• Reach Magazine
  • Quantum Information Science

Quantum Insecurity

by Dan Falk Jun 8 / 17
Quantum Insecurity
Michele Mosca stands in front of a clean room at the University of Waterloo. (Photo: Markian Lozowchuk)

The ability to send gigabytes of data around the planet in the blink of an eye has transformed our world. But it comes with great risk.

How do we keep files safe and secure as they zip from computer to computer and country to country? For years, we have relied on encryption systems using math problems so difficult that even a supercomputer can’t solve them without the key. But this tried-and-true method may soon be obsolete, thanks to quantum computers.

“We need a stronger cyber immune system,” says Michele Mosca, because our current systems have reached “an unprecedented level of vulnerability.” Mosca, a senior fellow in CIFAR’s Quantum Information Science program and co-founder of the Institute for Quantum Computing (IQC) at the University of Waterloo, is on a mission – to raise awareness of this cyber vulnerability before it’s too late.

Attack at Dawn

Cryptography – the coding and decoding of secret information – certainly predates computers. Substitution ciphers, where one letter is replaced by another according to a fixed rule, have been used since ancient times.

An example: ATTACK AT DAWN becomes CVVCEM CV FCYP if each letter moves two places to the right in the alphabet. (It is said that Julius Caesar used such a code in his personal correspondence.) In the example above, it only takes a minute or two to encode a short message by hand; but decoding it requires a good deal of patience, as one tries various possible substitutions. Decoding, by its very nature, is the hard part. That’s the whole idea.

Quantum Cipher

Early cryptologists used “cipher disks” for simple substitution codes. Quantum computers could make modern encryption just as insecure.

Today’s most widely used encryption techniques are mathematical at heart.
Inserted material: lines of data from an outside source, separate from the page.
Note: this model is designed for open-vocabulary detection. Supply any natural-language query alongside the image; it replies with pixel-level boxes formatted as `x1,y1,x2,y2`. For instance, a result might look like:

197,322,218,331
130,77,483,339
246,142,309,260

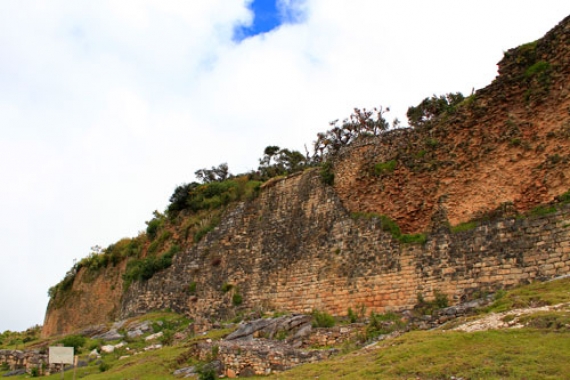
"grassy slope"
0,279,570,380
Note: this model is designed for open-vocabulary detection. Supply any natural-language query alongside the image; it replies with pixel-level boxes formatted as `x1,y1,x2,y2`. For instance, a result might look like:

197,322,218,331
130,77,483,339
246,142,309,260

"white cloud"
0,0,570,331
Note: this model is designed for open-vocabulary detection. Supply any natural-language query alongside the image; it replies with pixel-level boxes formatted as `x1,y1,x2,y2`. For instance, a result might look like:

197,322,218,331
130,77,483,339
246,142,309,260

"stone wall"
0,350,48,373
42,262,126,337
121,171,570,319
42,17,570,336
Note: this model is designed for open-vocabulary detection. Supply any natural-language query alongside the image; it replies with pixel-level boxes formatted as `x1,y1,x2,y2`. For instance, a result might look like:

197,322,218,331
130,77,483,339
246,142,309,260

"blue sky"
0,0,570,331
235,0,284,41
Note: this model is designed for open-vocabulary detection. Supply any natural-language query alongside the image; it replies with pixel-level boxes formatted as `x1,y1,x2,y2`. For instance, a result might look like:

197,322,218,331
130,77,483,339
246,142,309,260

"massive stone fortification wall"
42,262,126,337
121,171,570,319
42,17,570,336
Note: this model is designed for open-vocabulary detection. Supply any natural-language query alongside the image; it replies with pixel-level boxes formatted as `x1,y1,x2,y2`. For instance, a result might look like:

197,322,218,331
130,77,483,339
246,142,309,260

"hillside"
0,278,570,380
42,12,570,344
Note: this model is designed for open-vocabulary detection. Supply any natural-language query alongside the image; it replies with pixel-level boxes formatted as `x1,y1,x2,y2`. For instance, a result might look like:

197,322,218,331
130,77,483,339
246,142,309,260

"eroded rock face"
334,14,570,233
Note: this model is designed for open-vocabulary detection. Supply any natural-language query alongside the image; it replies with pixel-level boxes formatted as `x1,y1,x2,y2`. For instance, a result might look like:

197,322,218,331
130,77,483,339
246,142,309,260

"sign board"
49,347,73,364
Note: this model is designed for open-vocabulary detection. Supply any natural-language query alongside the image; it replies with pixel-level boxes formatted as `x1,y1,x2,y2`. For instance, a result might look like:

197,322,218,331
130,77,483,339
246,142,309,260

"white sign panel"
49,347,73,364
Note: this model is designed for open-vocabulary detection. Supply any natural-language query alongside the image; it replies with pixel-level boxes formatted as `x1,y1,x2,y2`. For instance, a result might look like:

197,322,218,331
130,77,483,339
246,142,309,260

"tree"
258,145,308,179
194,163,230,183
168,182,200,212
406,92,465,128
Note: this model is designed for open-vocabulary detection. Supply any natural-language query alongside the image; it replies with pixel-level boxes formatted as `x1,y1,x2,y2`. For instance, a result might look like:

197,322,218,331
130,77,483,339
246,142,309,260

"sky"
0,0,570,331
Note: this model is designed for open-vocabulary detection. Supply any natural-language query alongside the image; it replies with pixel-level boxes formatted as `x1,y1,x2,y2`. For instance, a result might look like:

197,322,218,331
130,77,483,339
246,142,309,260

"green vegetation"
269,329,570,380
232,292,243,306
59,335,87,354
123,245,180,289
220,282,234,293
451,221,479,234
312,310,336,327
374,160,398,176
406,92,465,129
485,279,570,313
320,161,334,186
0,325,42,349
414,289,449,315
366,312,406,341
524,61,550,78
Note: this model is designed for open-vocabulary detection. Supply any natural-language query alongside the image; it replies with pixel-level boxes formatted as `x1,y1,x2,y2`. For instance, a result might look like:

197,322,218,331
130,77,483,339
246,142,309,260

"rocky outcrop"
42,14,570,336
0,350,49,374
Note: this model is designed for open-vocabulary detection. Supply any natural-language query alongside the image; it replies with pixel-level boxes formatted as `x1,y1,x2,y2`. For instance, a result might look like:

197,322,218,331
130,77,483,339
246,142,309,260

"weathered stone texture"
117,171,570,319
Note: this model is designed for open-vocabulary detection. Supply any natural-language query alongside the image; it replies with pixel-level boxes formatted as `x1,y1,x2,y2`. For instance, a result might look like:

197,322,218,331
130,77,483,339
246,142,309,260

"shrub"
524,61,550,78
146,212,164,241
414,289,449,315
123,245,180,289
433,290,449,309
159,329,174,346
374,160,398,176
320,161,334,186
398,234,427,244
366,311,405,340
557,190,570,204
30,367,40,377
232,293,243,306
199,368,218,380
59,335,87,352
451,221,477,234
99,362,111,372
312,310,335,327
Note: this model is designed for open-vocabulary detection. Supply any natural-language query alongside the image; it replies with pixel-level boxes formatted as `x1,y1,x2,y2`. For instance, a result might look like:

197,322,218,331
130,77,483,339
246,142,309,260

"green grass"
485,278,570,313
374,160,398,176
10,278,570,380
269,329,570,380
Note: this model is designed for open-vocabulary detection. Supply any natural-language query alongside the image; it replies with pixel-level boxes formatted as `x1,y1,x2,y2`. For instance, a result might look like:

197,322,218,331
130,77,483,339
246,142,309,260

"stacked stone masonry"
121,171,570,319
42,16,570,336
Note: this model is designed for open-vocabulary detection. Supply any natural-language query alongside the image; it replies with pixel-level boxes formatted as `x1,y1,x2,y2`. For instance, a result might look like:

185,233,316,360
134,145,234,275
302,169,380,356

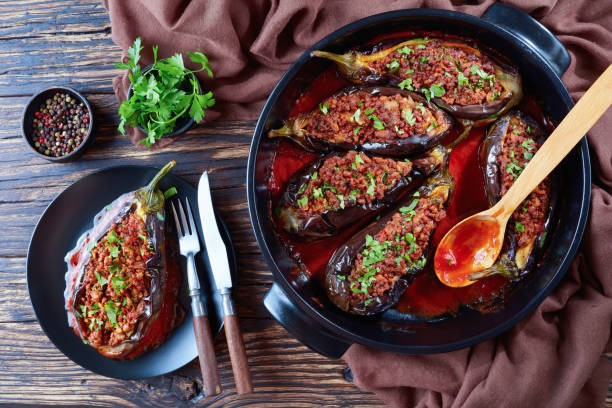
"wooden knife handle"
223,314,253,394
193,315,221,397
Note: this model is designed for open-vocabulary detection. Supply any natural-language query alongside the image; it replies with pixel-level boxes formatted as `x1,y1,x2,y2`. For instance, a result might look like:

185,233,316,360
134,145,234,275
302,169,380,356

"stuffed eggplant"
312,38,523,125
64,161,182,359
324,168,454,315
470,110,555,279
268,88,453,157
276,147,447,238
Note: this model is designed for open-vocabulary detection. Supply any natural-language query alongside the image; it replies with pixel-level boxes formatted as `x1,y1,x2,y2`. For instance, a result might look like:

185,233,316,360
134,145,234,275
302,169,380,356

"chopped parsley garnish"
397,78,414,91
104,301,121,327
367,173,376,196
368,114,385,130
397,46,414,55
506,161,523,180
94,272,108,287
319,102,329,115
421,83,446,101
387,59,399,74
111,276,127,295
404,108,416,126
108,245,119,258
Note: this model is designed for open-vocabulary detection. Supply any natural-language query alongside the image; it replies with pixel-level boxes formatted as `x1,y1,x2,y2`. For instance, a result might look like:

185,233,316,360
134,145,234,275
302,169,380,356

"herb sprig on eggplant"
324,168,454,315
65,161,182,359
474,110,556,279
276,146,447,238
312,37,523,125
268,87,453,157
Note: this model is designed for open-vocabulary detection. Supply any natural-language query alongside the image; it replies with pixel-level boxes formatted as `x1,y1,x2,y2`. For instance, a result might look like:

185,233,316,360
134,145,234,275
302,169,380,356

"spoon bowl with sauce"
434,65,612,287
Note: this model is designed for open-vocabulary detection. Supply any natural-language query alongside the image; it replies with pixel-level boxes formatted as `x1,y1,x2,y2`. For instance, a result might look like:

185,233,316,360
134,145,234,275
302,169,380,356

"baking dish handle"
264,283,350,358
482,3,571,77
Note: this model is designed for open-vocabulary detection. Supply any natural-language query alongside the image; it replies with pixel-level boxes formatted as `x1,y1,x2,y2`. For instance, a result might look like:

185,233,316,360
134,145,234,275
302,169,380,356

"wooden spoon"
434,65,612,287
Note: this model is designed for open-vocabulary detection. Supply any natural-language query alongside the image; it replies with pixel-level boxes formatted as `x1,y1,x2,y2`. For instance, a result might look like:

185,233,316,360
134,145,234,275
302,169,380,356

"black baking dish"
247,4,591,357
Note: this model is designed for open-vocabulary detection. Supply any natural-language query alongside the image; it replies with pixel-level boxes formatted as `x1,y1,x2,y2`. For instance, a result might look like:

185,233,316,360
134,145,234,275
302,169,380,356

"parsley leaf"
404,109,416,126
115,37,215,147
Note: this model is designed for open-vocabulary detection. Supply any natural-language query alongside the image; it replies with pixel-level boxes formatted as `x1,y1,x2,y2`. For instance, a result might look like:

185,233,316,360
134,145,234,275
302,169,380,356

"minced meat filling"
348,193,446,306
369,40,504,105
497,117,550,247
297,152,412,216
74,211,155,347
305,91,439,144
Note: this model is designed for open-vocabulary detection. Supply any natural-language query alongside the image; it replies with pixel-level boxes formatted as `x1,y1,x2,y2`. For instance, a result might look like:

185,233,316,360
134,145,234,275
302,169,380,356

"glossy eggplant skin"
311,38,523,122
268,87,454,157
64,161,178,359
324,167,454,315
473,110,558,279
276,146,448,240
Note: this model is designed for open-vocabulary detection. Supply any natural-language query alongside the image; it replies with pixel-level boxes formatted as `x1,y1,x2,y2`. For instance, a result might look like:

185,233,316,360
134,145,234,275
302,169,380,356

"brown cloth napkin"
103,0,612,407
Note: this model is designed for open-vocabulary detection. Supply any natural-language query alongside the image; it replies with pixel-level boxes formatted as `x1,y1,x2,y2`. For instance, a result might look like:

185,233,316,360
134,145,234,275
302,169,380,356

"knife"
198,171,253,394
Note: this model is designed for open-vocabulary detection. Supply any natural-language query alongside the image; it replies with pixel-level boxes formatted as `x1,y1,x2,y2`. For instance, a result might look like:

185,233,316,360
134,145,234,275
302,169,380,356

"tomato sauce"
268,31,554,318
434,218,501,287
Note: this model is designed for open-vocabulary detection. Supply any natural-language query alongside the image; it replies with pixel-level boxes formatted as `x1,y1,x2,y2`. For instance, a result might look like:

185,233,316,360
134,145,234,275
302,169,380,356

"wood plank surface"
0,0,612,407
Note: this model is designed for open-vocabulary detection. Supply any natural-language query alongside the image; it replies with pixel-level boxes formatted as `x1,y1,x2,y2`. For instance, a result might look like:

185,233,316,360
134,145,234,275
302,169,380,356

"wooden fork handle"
193,315,221,397
223,314,253,394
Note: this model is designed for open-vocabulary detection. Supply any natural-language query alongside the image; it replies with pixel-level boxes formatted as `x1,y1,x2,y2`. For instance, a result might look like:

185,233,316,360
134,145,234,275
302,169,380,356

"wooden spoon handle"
193,315,221,397
492,65,612,217
223,314,253,394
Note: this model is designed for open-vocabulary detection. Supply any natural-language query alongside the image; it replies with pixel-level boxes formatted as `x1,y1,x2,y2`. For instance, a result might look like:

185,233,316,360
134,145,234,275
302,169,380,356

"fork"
170,199,221,396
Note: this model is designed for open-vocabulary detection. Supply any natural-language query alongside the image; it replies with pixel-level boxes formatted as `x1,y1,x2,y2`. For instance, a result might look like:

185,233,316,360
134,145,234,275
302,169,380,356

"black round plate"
27,166,237,379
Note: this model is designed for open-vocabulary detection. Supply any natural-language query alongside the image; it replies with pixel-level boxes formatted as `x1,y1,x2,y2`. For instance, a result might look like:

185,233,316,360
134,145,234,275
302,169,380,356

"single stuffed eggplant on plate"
312,37,523,124
275,146,447,238
474,110,556,279
64,161,183,359
268,87,453,157
324,168,454,315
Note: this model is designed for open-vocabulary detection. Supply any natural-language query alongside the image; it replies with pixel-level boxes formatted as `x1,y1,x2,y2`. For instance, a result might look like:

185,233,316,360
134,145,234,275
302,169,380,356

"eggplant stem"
310,51,358,74
146,160,176,191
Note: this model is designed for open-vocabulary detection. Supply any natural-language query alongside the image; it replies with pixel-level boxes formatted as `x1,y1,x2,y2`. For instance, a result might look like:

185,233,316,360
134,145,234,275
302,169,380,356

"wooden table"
0,0,612,407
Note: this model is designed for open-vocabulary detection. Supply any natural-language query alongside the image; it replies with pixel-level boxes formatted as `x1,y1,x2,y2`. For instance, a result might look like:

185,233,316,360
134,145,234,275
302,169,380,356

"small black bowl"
21,86,95,163
127,65,202,136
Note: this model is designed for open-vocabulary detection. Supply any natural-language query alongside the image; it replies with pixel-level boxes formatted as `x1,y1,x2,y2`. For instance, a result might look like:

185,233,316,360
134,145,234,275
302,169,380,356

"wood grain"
223,314,253,395
193,315,221,397
0,0,612,408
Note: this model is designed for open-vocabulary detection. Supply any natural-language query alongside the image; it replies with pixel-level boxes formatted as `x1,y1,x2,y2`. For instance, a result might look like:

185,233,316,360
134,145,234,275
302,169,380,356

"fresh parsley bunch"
115,37,215,147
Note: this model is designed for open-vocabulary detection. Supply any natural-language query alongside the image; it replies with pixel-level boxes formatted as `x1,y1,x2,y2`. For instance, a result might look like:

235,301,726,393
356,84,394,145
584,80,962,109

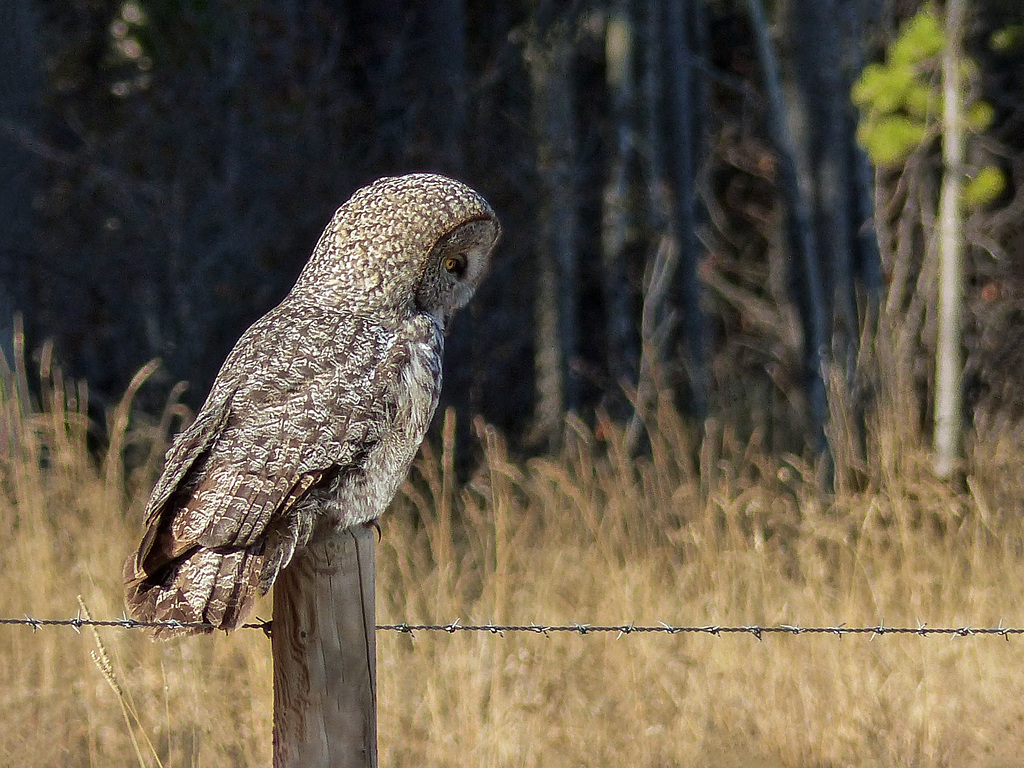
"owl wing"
125,302,402,628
One common technique exploits the basic fact that it’s much easier to multiply two large numbers than to take the result and work backwards. You can use a pocket calculator – or pencil – to find out that 1,307 x 2,153 = 2,813,971. But, given the number 2,813,971, you’d be hard-pressed to work out its divisors (which, in this case, are both prime, so they’re the only ones possible). You can program a computer to figure it out, of course. But if the number you want to factor is large enough, even this becomes nearly impossible.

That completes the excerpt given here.